I hear so much about both points and I think in the broad-brushed world, training over rules testing. How many folks who have martial arts backgrounds ever call upon the training? My bet, not many.

Apply it to K-9s, quality training that is broken down into managed pieces over rules testing. You can't TEST what you have TAUGHT! :-k


----------



## Matt Vandart (Nov 28, 2012)

I'm not following you dude, can you explain it a bit more please. Sorry to sound thick but I just don't get what you are saying.


----------



## Joby Becker (Dec 13, 2009)

Howard Gaines III said:


> I hear so much about both points and I think in the broad-brushed world, training over rules testing. How many folks who have martial arts backgrounds ever call upon the training? My bet, not many.
> 
> Apply it to K-9s, quality training that is broken down into managed pieces over rules testing. *You can't TEST what you have TAUGHT!* :-k


this is the confusing part Howard... I am assuming you meant have NOT taught...


----------



## Mike Di Rago (Jan 9, 2009)

I may be wrong,but I think he means that if it has been taught it isn't really tested since the dog has experianced it before.
Mike


----------



## Joby Becker (Dec 13, 2009)

Mike Di Rago said:


> I may be wrong,but I think he means that if it has been taught it isn't really tested since the dog has experianced it before.
> Mike


Ok. that makes sense as well...as do 2-3 other meanings now that I put a little thought into the interpretation of what was said.

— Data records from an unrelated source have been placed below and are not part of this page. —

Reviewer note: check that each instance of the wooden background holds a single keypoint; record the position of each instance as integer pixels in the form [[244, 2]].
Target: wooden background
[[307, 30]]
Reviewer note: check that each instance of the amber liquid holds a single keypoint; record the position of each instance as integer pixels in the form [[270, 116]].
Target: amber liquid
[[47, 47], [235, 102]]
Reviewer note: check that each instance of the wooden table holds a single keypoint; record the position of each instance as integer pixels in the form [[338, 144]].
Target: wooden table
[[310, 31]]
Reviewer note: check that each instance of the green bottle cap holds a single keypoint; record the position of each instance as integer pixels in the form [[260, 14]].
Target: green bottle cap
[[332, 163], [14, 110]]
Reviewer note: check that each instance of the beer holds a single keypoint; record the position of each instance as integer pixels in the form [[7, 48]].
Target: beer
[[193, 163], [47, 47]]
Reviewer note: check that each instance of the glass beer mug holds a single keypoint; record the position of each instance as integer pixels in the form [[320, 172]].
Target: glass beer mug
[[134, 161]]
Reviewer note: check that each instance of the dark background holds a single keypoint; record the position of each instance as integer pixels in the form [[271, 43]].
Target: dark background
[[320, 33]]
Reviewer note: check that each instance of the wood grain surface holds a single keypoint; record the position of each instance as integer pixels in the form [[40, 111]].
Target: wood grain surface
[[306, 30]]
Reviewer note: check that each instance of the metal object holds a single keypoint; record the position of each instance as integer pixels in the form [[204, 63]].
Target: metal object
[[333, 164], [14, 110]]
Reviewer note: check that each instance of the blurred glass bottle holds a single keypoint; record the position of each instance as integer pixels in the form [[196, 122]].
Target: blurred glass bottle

I am often confused by Howard's posts though, hopefully he can expound on this.

I assume millions of trained fighters that compete, probably consider those competitions a test...


----------



## Bob Scott (Mar 30, 2006)

I earned a black belt in Tae Kwon Do and then went on to kick boxing back in the 70s. I suppose that was using it to some extent but still not "real".
To dam old to do anything but piss my pants and "dial" 1911 if I'm in a position to need any of that now.
With all the titles I've put on dogs over the years I can't recall any "real" use for the titles. The dog's I've never titled were just as obedient to me as the National ranked dog I had in AKC OB.
I've also seen many, many national ranked dogs that had lousy manners and sucked at obedience outside that trial ring. 
The 2-3 dogs I've owned with real bites never had any formal training other then being good truck dogs. 
If I never train formally again I will always have good truck dogs. Those are the "real" ones.


----------



## Ben Thompson (May 2, 2009)

I think the herding family of dogs has had a lot more testing and training in the past 100 years then say the molosser, bandogs, mastiffs. Which is part of the reason herders are usually better for most jobs. I think both testing and training are necessary. Maybe not titling...but that is not a bad thing either IMO. I have a lot more faith in a german shepherd stud dog with a mondioring II then one that has no titles at all.


----------



## Matt Vandart (Nov 28, 2012)

Bob Scott said:


> I earned a black belt in Tae Kwon Do and then went on to kick boxing back in the 70s. I suppose that was using it to some extent but still not "real".
> To dam old to do anything but piss my pants and "dial" 1911 if I'm in a position to need any of that now.
> With all the titles I've put on dogs over the years I can't recall any "real" use for the titles. The dog's I've never titled were just as obedient to me as the National ranked dog I had in AKC OB.
> I've also seen many, many national ranked dogs that had lousy manners and sucked at obedience outside that trial ring.
> ...


I think this is a very interesting part of this answer. I have found contrary to what I think I believe, say in public and have been told about dog biting, that of my dogs that have been 'tested' in real life, they were ones that would have done it anyway, training was just target practice for them.


----------



## Howard Gaines III (Dec 26, 2007)

<spell check...take two> 
What you* haven't* taught


----------